The 10Q says "General and Administrative (“G&A”) expenses for the three months ended June 30, 2017 and 2016, were approximately $1,619,000 and $1,639,000, respectively, reflecting a decrease of approximately $20,000 or 1%. The G&A expenses were essentially flat during the three months ended June 30, 2017 compared to June 30, 2016, reflecting normal operational fluctuations."
10-Q HEB's cash situation is dire, and even with there desperate efforts, they may become illiquid sometime in the next 6-12 months.
"As of June 30, 2017, we had approximately $3,211,000 in cash, cash equivalents and marketable securities inclusive of approximately $1,989,000 in Marketable Securities, representing a decrease of approximately $2,657,000 from December 31, 2016. Cash used in operating activities for the six months ended June 30, 2017 was approximately $5,301,000 compared to approximately $2,292,000 for the same period in 2016, an increase of $3,009,000 or 131%. The primary reasons for this increase in cash used in operations in 2017 was the receipt of $1,561,000 in funds in 2016 from the sale of our New Jersey state net operating loss carryforwards; and $1,436,000 of insurance proceeds for the litigation settlements. There were no such receipt of funds in 2017. In addition, prepaid expenses and other current assets increased by approximately $298,000 as compared to the prior period as a result of a deposit paid to our contract manufacturer of approximately $320,000 in 2017.
Cash provided by investing activities for the six months ended June 30, 2017 was approximately $1,483,000 compared to cash used in investing activities of approximately $1,553,000 for the same period in 2016, representing a decrease of $70,000. The primary reason for the decrease was the sale of marketable securities of approximately $1,500,000 during the current period compared to $1,918,000 the six months ended June 30, 2016.
Cash provided by financing activities for the six months ended June 30, 2017 was approximately $2,632,000 compared to approximately $162,000 for the same period in 2016, an increase of $2,470,000. The primary reason for the increase can be attributable to the Company receiving net proceeds of $2,115,000 from the sale by us of 4,516,205 shares of our common stock at an average purchase price of $0.47 per share pursuant to a Securities Purchase Agreements (each, a “Purchase Agreement”) with certain investors entered into in February 2017 and June 2017(see below and “Note 8: Stockholders’ Equity”). The Company also received $606,000 from the note payable, net of $89,000 debt issuance costs (see “Note 13: Note payable”).

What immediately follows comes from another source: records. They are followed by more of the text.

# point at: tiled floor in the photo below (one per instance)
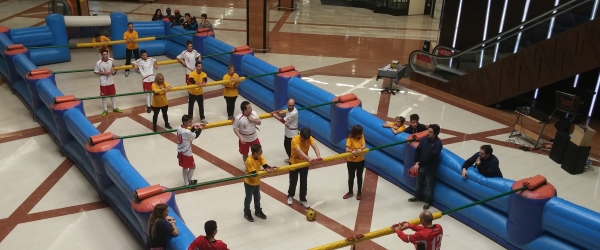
(48, 203)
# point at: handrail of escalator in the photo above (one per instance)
(492, 41)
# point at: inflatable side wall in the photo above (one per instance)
(549, 223)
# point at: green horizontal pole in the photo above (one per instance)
(484, 200)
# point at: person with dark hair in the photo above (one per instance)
(427, 236)
(188, 58)
(176, 19)
(157, 15)
(204, 23)
(198, 78)
(168, 15)
(415, 126)
(186, 22)
(484, 161)
(101, 39)
(300, 145)
(160, 226)
(252, 184)
(208, 242)
(397, 126)
(355, 163)
(131, 46)
(105, 68)
(159, 100)
(185, 135)
(244, 126)
(291, 125)
(145, 66)
(426, 162)
(230, 90)
(192, 24)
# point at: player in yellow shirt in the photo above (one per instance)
(230, 92)
(131, 46)
(397, 126)
(356, 163)
(159, 100)
(300, 145)
(101, 39)
(199, 78)
(252, 184)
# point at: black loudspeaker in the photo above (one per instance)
(563, 125)
(559, 146)
(575, 158)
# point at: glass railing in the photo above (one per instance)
(446, 63)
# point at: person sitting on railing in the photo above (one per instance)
(157, 15)
(204, 23)
(193, 24)
(415, 126)
(208, 242)
(427, 235)
(397, 126)
(160, 225)
(484, 161)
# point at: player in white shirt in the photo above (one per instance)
(188, 59)
(291, 125)
(244, 126)
(145, 66)
(104, 68)
(186, 133)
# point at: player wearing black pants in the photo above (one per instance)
(200, 100)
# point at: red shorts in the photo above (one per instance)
(185, 161)
(245, 148)
(108, 90)
(147, 86)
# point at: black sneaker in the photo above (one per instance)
(414, 199)
(248, 217)
(426, 206)
(193, 182)
(260, 214)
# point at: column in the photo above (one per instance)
(257, 12)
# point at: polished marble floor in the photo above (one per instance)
(48, 203)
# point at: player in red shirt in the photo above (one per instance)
(428, 236)
(208, 242)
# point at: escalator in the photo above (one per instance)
(560, 43)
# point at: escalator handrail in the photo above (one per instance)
(507, 34)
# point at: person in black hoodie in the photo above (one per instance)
(157, 15)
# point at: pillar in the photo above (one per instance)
(257, 24)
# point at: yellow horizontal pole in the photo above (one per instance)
(91, 45)
(292, 167)
(369, 236)
(194, 86)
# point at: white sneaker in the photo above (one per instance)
(304, 204)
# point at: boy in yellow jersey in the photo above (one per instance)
(252, 184)
(197, 77)
(131, 46)
(300, 145)
(355, 143)
(101, 39)
(159, 100)
(230, 92)
(397, 126)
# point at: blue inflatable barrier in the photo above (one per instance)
(551, 224)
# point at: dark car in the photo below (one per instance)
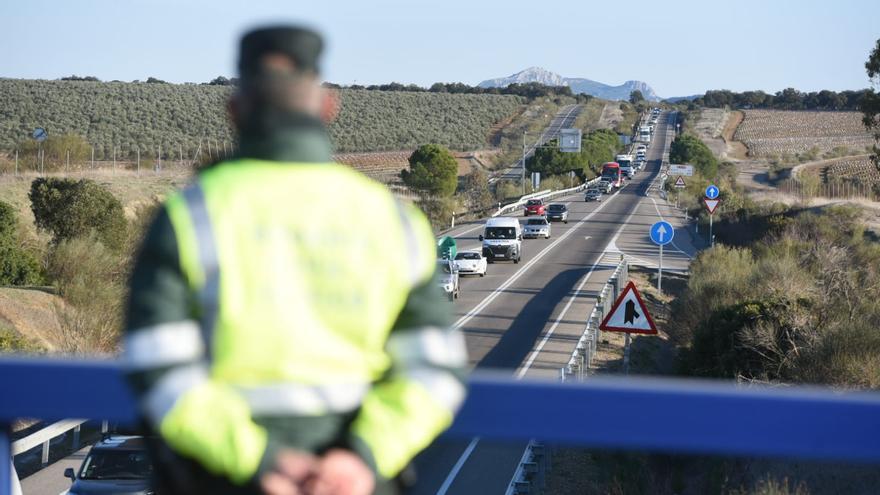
(557, 213)
(115, 465)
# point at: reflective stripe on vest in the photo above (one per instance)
(166, 344)
(302, 400)
(209, 294)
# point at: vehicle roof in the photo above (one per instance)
(470, 251)
(502, 222)
(121, 442)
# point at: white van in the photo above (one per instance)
(502, 239)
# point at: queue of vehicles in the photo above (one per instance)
(502, 237)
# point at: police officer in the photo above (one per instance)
(283, 332)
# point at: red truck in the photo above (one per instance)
(535, 207)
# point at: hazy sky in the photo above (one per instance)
(678, 47)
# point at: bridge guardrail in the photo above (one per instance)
(686, 416)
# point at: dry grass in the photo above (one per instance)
(777, 132)
(32, 313)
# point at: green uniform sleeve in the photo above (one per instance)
(415, 402)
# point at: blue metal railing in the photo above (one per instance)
(653, 414)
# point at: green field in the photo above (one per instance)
(181, 117)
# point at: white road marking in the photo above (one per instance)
(561, 317)
(458, 465)
(488, 300)
(491, 297)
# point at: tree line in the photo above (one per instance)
(787, 99)
(124, 119)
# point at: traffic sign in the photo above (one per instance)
(662, 233)
(629, 314)
(711, 204)
(570, 140)
(687, 170)
(712, 191)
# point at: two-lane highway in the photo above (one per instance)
(509, 315)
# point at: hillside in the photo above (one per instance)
(577, 85)
(181, 117)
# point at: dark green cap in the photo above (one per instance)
(303, 46)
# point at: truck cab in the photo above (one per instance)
(535, 207)
(502, 240)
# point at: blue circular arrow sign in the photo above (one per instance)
(662, 233)
(712, 191)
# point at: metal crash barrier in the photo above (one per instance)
(669, 415)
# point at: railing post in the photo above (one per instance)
(5, 461)
(76, 438)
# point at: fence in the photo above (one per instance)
(84, 156)
(669, 415)
(582, 357)
(530, 475)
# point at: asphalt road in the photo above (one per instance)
(509, 315)
(520, 317)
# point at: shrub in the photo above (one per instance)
(12, 341)
(17, 266)
(69, 209)
(91, 279)
(433, 170)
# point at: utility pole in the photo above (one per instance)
(524, 164)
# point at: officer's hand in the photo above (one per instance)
(341, 472)
(292, 471)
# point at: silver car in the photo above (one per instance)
(593, 194)
(537, 227)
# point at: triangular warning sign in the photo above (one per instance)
(629, 314)
(711, 204)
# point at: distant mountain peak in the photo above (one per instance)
(577, 85)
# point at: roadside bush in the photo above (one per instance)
(70, 208)
(688, 148)
(439, 211)
(17, 266)
(91, 279)
(475, 190)
(789, 307)
(432, 169)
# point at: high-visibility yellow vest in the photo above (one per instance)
(313, 263)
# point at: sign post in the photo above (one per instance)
(661, 234)
(629, 315)
(711, 201)
(40, 135)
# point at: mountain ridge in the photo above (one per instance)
(577, 84)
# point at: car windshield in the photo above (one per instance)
(500, 233)
(116, 465)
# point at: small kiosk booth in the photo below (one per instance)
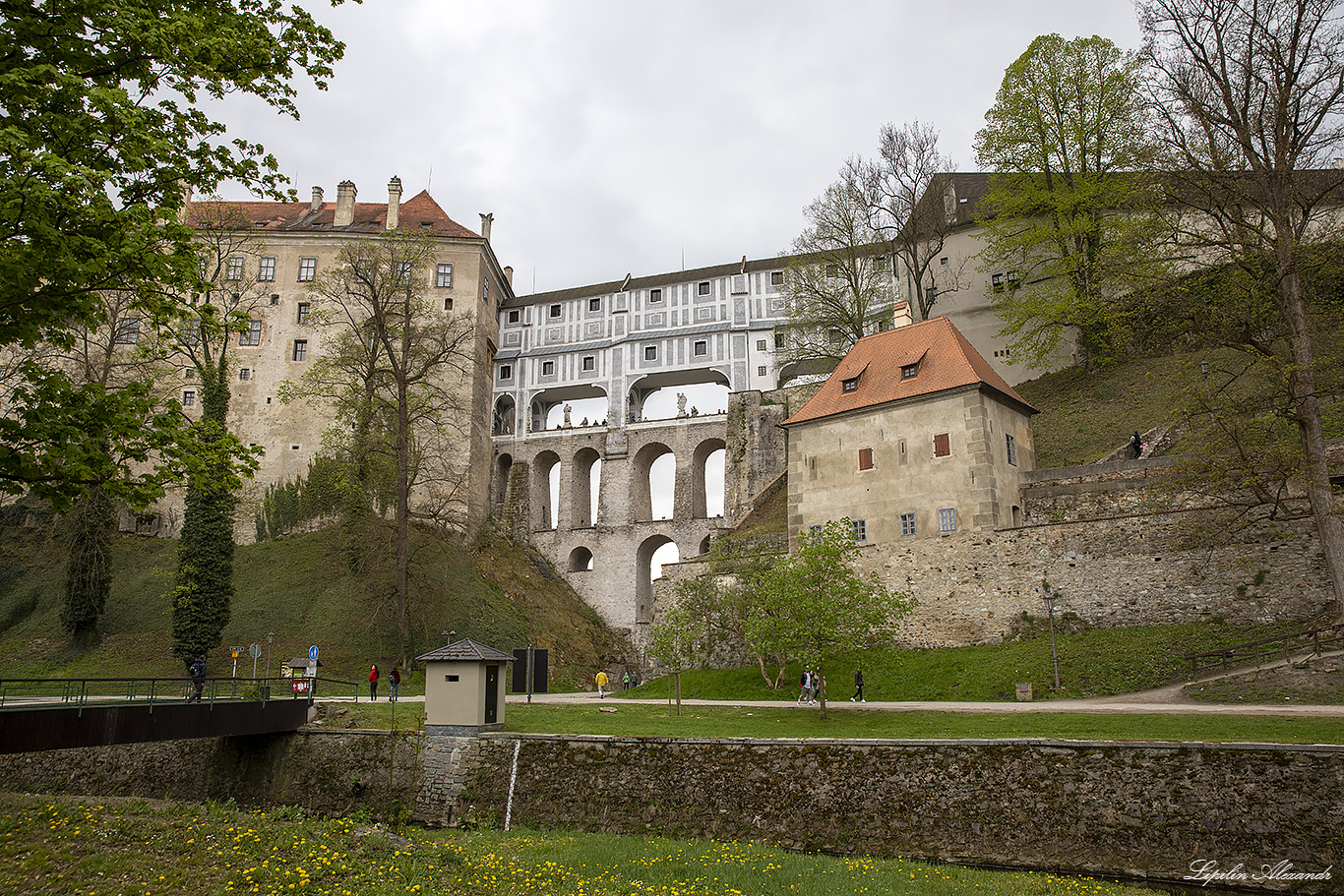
(463, 687)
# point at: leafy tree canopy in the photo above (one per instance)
(102, 133)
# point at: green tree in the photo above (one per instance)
(217, 316)
(102, 131)
(1251, 101)
(396, 368)
(812, 603)
(837, 287)
(1066, 213)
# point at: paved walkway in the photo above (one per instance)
(1128, 703)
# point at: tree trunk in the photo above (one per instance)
(1303, 381)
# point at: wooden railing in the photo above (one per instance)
(1313, 639)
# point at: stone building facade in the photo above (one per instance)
(288, 247)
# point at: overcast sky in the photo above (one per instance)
(613, 137)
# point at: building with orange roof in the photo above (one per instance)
(914, 436)
(285, 250)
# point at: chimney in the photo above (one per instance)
(394, 202)
(344, 203)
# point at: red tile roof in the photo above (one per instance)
(419, 213)
(947, 360)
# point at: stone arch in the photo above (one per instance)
(641, 498)
(546, 465)
(580, 561)
(587, 465)
(504, 421)
(643, 576)
(700, 503)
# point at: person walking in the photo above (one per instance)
(198, 676)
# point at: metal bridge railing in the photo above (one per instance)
(109, 692)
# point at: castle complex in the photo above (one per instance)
(918, 436)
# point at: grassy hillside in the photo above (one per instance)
(300, 588)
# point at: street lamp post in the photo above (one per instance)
(1049, 598)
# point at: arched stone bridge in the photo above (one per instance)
(606, 551)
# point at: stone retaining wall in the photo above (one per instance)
(327, 771)
(1100, 807)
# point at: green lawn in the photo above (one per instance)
(103, 848)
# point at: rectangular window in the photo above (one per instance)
(128, 330)
(947, 520)
(250, 336)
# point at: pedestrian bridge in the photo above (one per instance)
(62, 713)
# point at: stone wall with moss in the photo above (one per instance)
(1100, 807)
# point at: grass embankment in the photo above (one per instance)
(98, 848)
(303, 590)
(1093, 663)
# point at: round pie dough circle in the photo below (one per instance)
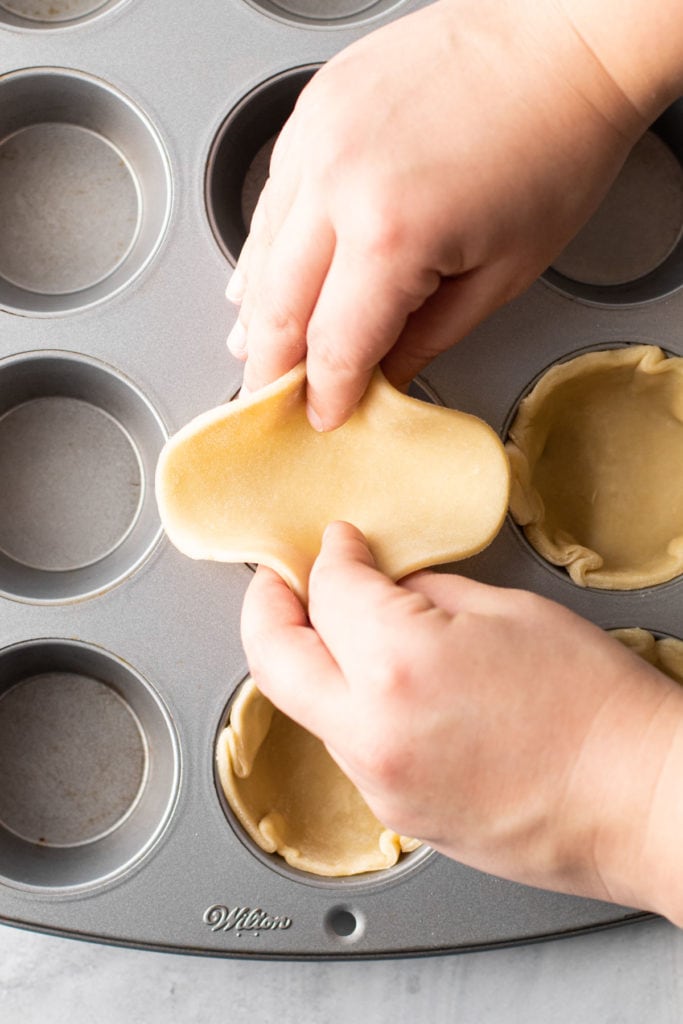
(595, 451)
(293, 800)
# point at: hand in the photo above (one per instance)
(428, 174)
(496, 725)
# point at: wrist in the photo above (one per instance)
(639, 45)
(639, 836)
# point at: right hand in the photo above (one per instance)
(429, 173)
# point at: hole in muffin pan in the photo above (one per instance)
(408, 861)
(631, 250)
(78, 450)
(85, 190)
(238, 163)
(325, 12)
(82, 797)
(344, 924)
(49, 13)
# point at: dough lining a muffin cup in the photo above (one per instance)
(293, 800)
(595, 450)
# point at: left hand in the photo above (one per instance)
(494, 724)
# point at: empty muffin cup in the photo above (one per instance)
(594, 450)
(85, 190)
(50, 13)
(292, 800)
(89, 764)
(631, 250)
(238, 163)
(325, 12)
(78, 450)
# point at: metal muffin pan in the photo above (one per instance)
(132, 141)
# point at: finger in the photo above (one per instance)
(361, 310)
(287, 659)
(453, 593)
(444, 318)
(289, 283)
(359, 614)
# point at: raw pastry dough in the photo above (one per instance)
(666, 653)
(252, 481)
(595, 451)
(292, 799)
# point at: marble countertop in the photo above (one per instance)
(628, 974)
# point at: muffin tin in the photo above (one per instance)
(133, 140)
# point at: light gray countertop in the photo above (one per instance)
(628, 974)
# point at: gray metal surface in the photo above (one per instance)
(109, 343)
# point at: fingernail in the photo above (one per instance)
(237, 340)
(314, 420)
(236, 287)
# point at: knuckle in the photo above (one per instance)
(381, 760)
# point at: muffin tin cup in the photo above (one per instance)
(238, 164)
(340, 885)
(52, 13)
(639, 241)
(90, 765)
(326, 13)
(85, 190)
(78, 449)
(92, 626)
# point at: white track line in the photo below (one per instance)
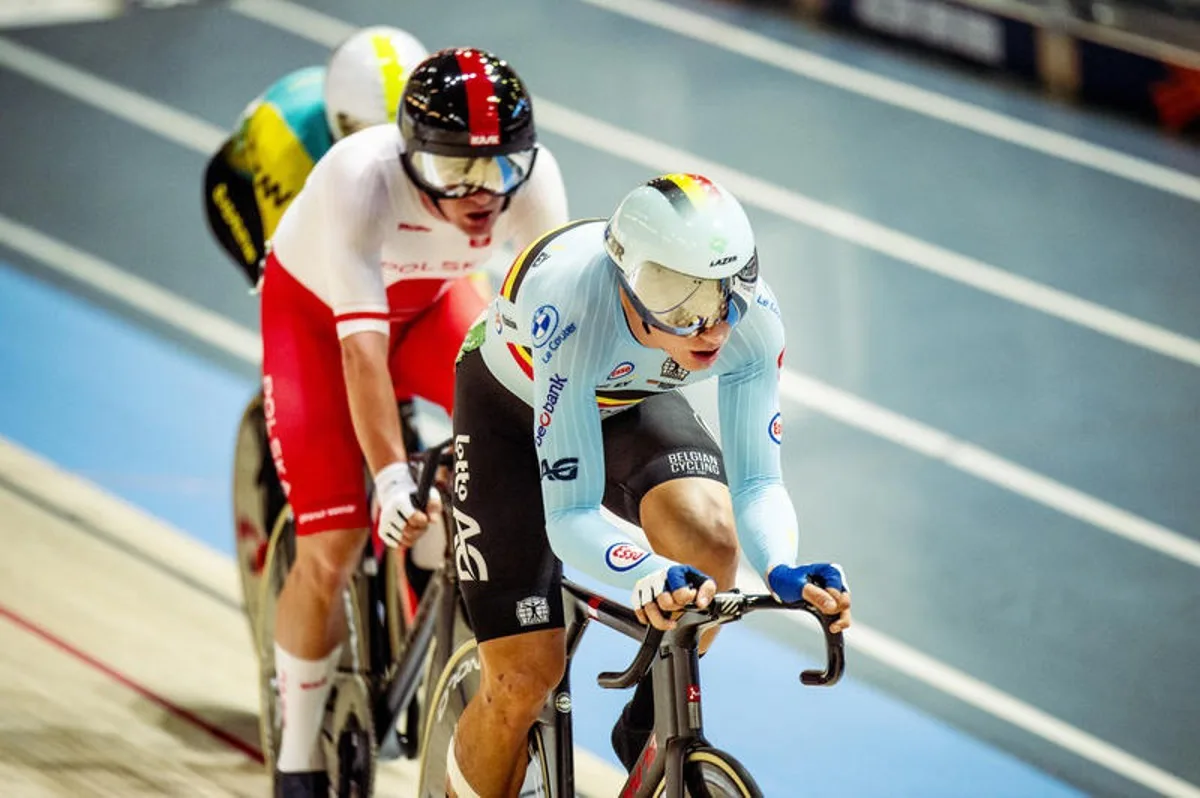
(631, 147)
(826, 400)
(241, 342)
(202, 137)
(244, 343)
(226, 335)
(135, 292)
(903, 95)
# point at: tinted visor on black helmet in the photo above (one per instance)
(467, 124)
(449, 177)
(684, 305)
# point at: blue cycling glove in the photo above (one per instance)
(787, 583)
(666, 580)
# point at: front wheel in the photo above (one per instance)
(712, 773)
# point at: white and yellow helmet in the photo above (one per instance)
(365, 77)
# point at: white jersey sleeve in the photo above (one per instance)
(751, 430)
(352, 192)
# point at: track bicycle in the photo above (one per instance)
(393, 640)
(677, 760)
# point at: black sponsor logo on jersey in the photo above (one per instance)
(563, 471)
(671, 370)
(693, 462)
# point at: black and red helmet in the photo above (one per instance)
(467, 124)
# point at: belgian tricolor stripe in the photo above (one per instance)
(523, 357)
(483, 114)
(622, 399)
(685, 192)
(523, 262)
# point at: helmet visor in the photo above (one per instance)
(684, 305)
(453, 177)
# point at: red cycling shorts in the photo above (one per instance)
(312, 438)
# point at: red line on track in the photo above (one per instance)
(216, 732)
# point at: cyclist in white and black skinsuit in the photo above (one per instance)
(568, 385)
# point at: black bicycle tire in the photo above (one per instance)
(280, 557)
(439, 725)
(702, 757)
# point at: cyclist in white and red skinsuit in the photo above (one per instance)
(366, 297)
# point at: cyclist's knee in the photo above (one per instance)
(327, 561)
(520, 673)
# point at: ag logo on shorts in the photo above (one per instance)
(622, 557)
(545, 322)
(563, 469)
(775, 429)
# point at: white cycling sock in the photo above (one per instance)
(304, 689)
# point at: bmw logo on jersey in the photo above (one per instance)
(545, 323)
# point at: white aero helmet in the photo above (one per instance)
(365, 78)
(685, 253)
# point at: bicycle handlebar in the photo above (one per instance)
(726, 607)
(429, 460)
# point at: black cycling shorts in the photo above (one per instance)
(510, 577)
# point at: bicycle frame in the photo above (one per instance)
(432, 625)
(676, 664)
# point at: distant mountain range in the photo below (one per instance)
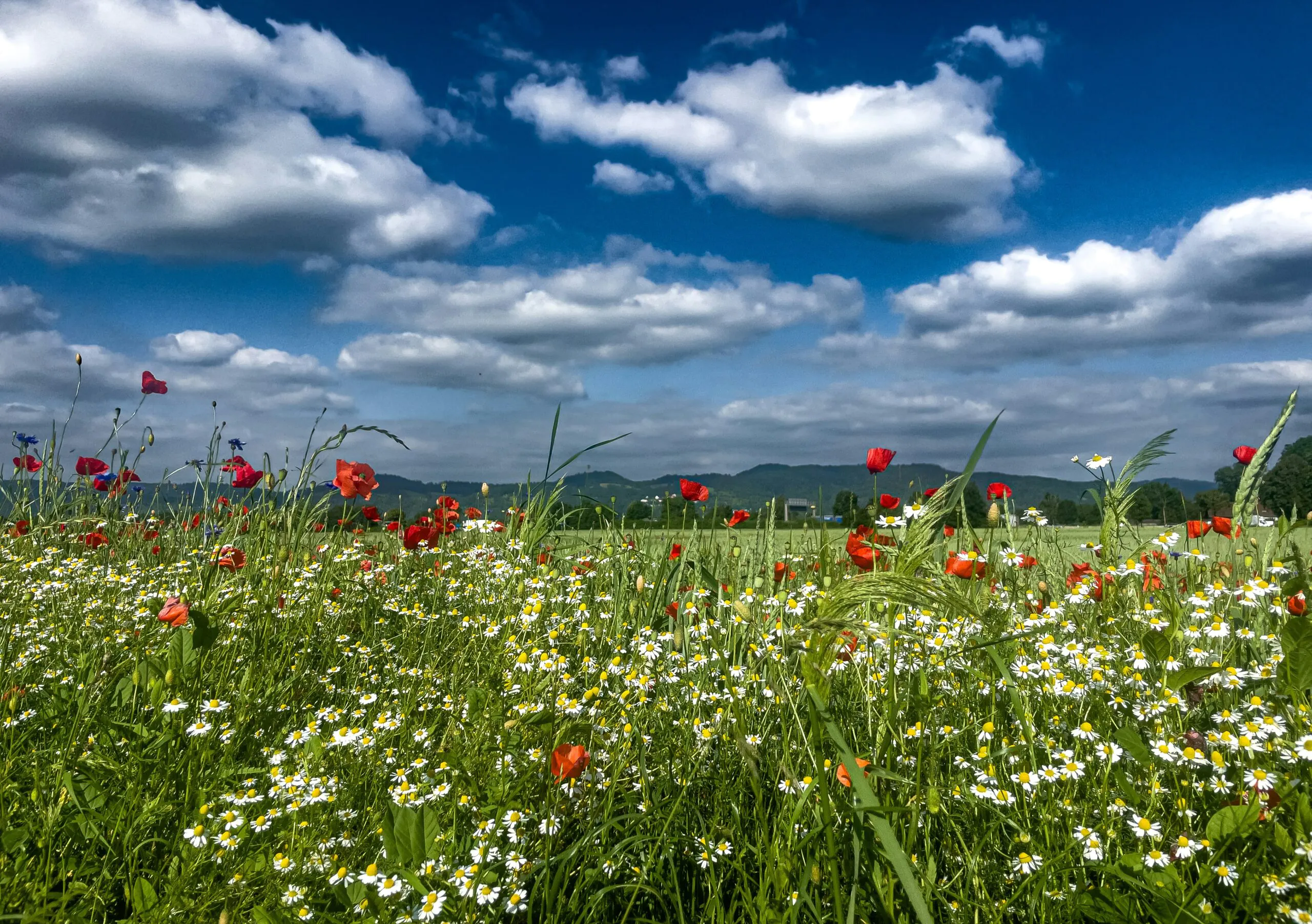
(751, 489)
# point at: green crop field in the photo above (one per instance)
(272, 705)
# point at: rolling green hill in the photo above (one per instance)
(751, 489)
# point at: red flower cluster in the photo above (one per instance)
(878, 460)
(153, 386)
(568, 762)
(693, 491)
(355, 480)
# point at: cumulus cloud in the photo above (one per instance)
(638, 306)
(1243, 271)
(198, 347)
(450, 363)
(1015, 52)
(627, 181)
(624, 69)
(902, 160)
(1048, 419)
(742, 38)
(163, 128)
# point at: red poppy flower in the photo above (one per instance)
(231, 558)
(355, 480)
(175, 612)
(965, 567)
(739, 516)
(568, 762)
(1084, 570)
(246, 477)
(878, 460)
(844, 777)
(861, 555)
(692, 490)
(416, 535)
(90, 466)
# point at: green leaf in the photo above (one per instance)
(922, 530)
(1156, 646)
(205, 632)
(1128, 737)
(1179, 680)
(144, 895)
(1296, 668)
(884, 830)
(1233, 822)
(1245, 498)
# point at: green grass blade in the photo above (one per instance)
(1245, 498)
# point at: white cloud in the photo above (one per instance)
(1243, 271)
(627, 67)
(196, 347)
(627, 181)
(158, 127)
(750, 40)
(903, 160)
(22, 310)
(640, 306)
(450, 363)
(1015, 52)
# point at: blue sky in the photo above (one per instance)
(746, 233)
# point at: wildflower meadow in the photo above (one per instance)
(255, 697)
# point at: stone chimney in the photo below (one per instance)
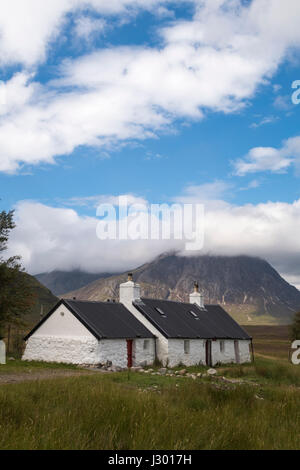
(196, 297)
(129, 291)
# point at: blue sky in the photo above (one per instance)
(160, 100)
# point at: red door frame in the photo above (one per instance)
(208, 353)
(129, 352)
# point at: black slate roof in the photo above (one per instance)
(178, 321)
(103, 319)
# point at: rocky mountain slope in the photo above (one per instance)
(249, 288)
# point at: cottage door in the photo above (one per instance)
(237, 351)
(208, 353)
(129, 352)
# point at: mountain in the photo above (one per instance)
(62, 281)
(44, 299)
(249, 288)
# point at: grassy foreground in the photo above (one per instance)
(140, 411)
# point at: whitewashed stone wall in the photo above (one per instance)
(197, 353)
(141, 355)
(78, 350)
(114, 350)
(244, 346)
(176, 354)
(161, 341)
(228, 355)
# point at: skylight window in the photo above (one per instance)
(160, 311)
(194, 315)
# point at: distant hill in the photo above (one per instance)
(63, 281)
(44, 299)
(249, 288)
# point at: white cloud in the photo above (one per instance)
(271, 159)
(27, 28)
(213, 62)
(57, 238)
(86, 26)
(264, 121)
(205, 192)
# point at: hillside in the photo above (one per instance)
(249, 288)
(64, 281)
(43, 298)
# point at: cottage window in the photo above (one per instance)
(186, 346)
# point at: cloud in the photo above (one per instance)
(271, 159)
(215, 191)
(94, 201)
(264, 121)
(27, 31)
(212, 62)
(58, 238)
(86, 27)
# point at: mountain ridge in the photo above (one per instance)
(250, 289)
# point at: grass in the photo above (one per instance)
(148, 412)
(143, 411)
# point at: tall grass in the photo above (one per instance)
(96, 412)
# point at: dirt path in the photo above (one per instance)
(40, 375)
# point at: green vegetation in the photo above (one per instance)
(140, 411)
(16, 298)
(251, 406)
(295, 327)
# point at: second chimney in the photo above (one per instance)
(129, 291)
(196, 297)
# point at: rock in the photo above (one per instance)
(115, 368)
(258, 398)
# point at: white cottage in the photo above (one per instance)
(137, 331)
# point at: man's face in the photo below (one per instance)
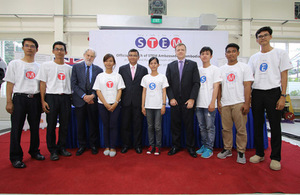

If we are unable to commercialize and sell Ampligen® and/or recommence material sales of Alferon N Injection®, our operations, financial position and liquidity may be adversely impacted, and additional financing may be required. In this regard, due to the high cost estimates to bring the facility back online, we most likely will need additional funds to reach our goals to finance the revalidation process in our facility and to initiate commercial manufacturing, thereby readying ourselves for an FDA Pre-Approval Inspection and to commercialize our products. However, there is no assurance that such financing will be available.
In an effort to conserve cash, effective with the semi-monthly period ended April 30, 2017, all of the members of the Company’s Board of Directors agreed to accept 100% of their directors’ fees in the form of options to purchase Company Common Stock until it was no longer necessary.
In addition, commencing with the semi-monthly period ended June 15, 2017, certain officers of the Company, and certain other employees of the Company, agreed to accept 20% of their salary in options to purchase Company Common Stock until it was no longer necessary."
"Hemispherx Biopharma, Inc. and its subsidiaries (collectively, “Hemispherx”, “Company”, “we” or “us”) are a specialty pharmaceutical company headquartered in Philadelphia, Pennsylvania and engaged in the clinical development of new drug therapies based on natural immune system enhancing technologies for the treatment of viral and immune based disorders. We were first formed in 1966 and in the early 1970s were doing contract research for the National Institutes of Health.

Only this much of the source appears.